Выпроводив пинками мою грузную малышку за дверь комнаты, я красочно живописал ей ее безрадостные перспективы, ежели она моментально – сейчас – не прекратит заниматься весьма опасным в ее положении делом, а именно – злить меня. И упомянул, что у Катьки, несмотря на возраст (одни тетки у меня – «среднего», мать его, возраста!), великолепная, сочная, наливная грудь – как две спелые Чарджуйские дыньки, и великолепный мурчащий Ниссан Кашкай небесно-голубого цвета, и что ну вот не тебе, клоунесса моя Ираида, в твоем положении…
Дальше я не успел сказать: взвыв раненной лосихой, моя 90-килограммовая зайка в два прыжка преодолела расстояние до другой комнаты (там осталась односпальная железная койка больничного типа с тонким издевательским матрасом, принадлежавшая кому-то из двоих ее бедных детей, когда они вынуждены были прятаться от невменяемого папаши у бабки – той самой женщины, народившей на свет этого человека с землистым лицом, перекошенным злобой, зачавшего Ираиде ее не особо желанных малюток, и тоже бывшей большую часть времени не в себе. Не мудрено, скажу я вам, возненавидеть своих родителей и весь свет, если спишь на такой скрипучей и жесткой койке, больше походящей на койки в лазарете концлагеря, чем на домашнюю или детскую мебель) и захлопнула за собой дверь.
Я вздохнул с облегчением. Я страстно желал вернуться к тебе, мой читатель.
…
Сколько прошло времени, пока я, упиваясь вдохновением, делился с тобой насыщенной жизнью моего укромного, надежно скрытого черепной коробкой, мирка, я уж и не помню. Быть может, пару часов. Закончив какой-то абзац, разбередивший мою тревожную натуру воспоминанием свеженьких прелестей всех, когда-либо виданных мной - и законно, и украдкой, красоточек (иные были даже сговорчивы: величайший пересмешник случай бывал ко мне благосклонен, и тогда мне доставались несколько минут или часов благословенного погружения в воздушный, сладко-карамельный, напоенный ласковым светом - как на глянцевых открытках, мир, где они фривольно резвились), я отбил на клавиатуре точку. Хотелось смочить иссушенное горло – да и закусить не мешало бы, а это означало, что волей-неволей пора найти Ираиду в полумраке нашего убежища.
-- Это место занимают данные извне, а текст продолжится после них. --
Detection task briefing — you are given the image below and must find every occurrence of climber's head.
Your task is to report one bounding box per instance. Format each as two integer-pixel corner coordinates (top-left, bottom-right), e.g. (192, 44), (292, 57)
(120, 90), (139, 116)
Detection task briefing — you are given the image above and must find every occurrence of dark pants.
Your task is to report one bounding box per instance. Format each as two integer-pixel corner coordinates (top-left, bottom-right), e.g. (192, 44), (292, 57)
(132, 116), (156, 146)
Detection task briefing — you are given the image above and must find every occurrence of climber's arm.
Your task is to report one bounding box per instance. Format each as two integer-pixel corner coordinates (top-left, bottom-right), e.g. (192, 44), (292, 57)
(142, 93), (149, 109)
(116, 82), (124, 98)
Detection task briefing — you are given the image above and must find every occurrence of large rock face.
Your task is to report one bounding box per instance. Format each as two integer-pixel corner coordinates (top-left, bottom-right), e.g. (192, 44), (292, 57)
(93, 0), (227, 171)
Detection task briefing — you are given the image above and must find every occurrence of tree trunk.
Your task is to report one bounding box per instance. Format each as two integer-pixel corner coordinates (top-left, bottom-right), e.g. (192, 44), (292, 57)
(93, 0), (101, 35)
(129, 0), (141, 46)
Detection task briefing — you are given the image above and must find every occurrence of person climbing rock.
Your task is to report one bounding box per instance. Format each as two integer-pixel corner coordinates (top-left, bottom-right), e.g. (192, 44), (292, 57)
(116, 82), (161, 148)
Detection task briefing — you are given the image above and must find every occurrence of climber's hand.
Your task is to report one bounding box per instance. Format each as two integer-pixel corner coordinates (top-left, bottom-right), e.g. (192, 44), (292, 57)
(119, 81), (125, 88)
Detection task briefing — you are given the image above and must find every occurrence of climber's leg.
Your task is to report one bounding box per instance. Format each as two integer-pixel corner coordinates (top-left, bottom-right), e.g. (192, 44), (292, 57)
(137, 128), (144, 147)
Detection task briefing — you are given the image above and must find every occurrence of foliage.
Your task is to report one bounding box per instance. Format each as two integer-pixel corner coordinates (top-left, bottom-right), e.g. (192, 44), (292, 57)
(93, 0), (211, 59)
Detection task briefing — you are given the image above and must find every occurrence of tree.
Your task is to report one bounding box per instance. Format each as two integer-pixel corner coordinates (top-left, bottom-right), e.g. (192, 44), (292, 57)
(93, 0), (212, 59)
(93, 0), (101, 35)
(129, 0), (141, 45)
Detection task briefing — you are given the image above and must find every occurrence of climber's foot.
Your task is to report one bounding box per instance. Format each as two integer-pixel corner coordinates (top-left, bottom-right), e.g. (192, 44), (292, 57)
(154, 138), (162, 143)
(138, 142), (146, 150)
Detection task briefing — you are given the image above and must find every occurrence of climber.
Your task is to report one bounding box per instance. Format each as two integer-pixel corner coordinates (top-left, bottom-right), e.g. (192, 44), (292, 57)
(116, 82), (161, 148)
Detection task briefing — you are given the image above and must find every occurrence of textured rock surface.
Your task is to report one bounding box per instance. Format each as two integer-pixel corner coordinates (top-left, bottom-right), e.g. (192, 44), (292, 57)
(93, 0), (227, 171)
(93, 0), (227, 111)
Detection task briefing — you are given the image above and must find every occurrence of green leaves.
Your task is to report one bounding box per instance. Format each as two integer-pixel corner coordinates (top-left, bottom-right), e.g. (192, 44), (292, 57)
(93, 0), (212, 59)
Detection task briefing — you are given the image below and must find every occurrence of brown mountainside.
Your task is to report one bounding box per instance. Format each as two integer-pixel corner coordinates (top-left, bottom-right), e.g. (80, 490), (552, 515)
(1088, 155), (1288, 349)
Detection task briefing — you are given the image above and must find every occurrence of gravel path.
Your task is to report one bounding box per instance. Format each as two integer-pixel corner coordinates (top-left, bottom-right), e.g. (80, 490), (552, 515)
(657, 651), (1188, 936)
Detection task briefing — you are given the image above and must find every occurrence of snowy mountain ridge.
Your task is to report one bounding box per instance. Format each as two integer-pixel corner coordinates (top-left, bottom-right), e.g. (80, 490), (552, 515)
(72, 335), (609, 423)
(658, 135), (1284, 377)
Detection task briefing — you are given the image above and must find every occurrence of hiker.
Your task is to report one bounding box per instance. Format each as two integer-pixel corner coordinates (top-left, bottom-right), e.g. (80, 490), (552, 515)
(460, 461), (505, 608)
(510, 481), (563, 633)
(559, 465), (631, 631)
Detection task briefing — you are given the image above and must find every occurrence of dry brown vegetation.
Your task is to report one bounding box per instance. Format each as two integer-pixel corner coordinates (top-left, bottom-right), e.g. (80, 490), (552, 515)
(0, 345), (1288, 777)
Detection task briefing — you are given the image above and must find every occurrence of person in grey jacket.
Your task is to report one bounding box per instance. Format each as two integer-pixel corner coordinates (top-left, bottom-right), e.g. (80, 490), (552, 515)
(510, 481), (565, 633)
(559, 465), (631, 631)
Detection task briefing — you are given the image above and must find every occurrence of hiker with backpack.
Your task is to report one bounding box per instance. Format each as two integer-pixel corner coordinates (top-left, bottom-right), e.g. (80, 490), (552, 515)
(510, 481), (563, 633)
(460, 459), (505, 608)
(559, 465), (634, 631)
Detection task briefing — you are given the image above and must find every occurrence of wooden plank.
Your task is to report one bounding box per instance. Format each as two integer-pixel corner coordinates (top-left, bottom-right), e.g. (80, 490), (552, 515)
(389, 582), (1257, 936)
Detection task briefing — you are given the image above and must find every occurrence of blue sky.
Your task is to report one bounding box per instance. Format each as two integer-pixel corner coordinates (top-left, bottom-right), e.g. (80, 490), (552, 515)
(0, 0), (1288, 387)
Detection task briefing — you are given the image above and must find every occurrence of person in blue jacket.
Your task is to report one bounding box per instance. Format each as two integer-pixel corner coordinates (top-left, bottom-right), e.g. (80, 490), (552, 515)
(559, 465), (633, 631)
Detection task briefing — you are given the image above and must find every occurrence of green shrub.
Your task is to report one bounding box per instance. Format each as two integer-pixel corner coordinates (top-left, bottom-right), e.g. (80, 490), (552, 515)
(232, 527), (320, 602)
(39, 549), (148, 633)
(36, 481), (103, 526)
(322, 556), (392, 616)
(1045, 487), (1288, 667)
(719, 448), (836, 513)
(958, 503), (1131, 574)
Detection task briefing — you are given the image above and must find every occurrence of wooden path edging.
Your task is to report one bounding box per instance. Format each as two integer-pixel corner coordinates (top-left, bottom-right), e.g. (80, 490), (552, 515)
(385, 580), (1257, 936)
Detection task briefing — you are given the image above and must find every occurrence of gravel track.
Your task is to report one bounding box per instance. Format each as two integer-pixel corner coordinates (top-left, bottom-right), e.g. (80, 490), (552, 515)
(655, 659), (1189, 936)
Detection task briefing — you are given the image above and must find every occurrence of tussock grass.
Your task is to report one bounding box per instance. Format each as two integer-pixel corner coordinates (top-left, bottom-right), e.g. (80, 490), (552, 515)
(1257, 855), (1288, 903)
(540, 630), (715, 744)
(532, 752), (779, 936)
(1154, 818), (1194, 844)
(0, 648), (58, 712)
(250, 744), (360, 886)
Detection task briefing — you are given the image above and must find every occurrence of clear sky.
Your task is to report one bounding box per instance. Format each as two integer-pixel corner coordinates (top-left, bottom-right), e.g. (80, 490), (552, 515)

Мой настойчивый возглас, поданный из кухни, где я смаковал крепкий отечественный табак (не добавляют ли туда для этой жгучей, горелой крепости нечто, что – узнай я о нем, - привело бы меня в неописуемый шок?.. Ираида иногда шутит, смоля рядом со мной в грязную форточку, что там «стриженные ногти». Надеюсь, шутит. Надеюсь, никакой производитель не взял еще на вооружение наши грустные обывательские шутки), не вызвал немедленного появления моей зазнобы, что было, вобщем-то, необычно в нашей ситуации, предполагающей целодневное обожание и удовлетворение меня с использованием этой потертой женщины. Прицелившись, я отправил бычок в размытую серость пустыря, украшавшего поселок по периметру (и вид из окон нашего панельного рая), и отправился искать Ираиду.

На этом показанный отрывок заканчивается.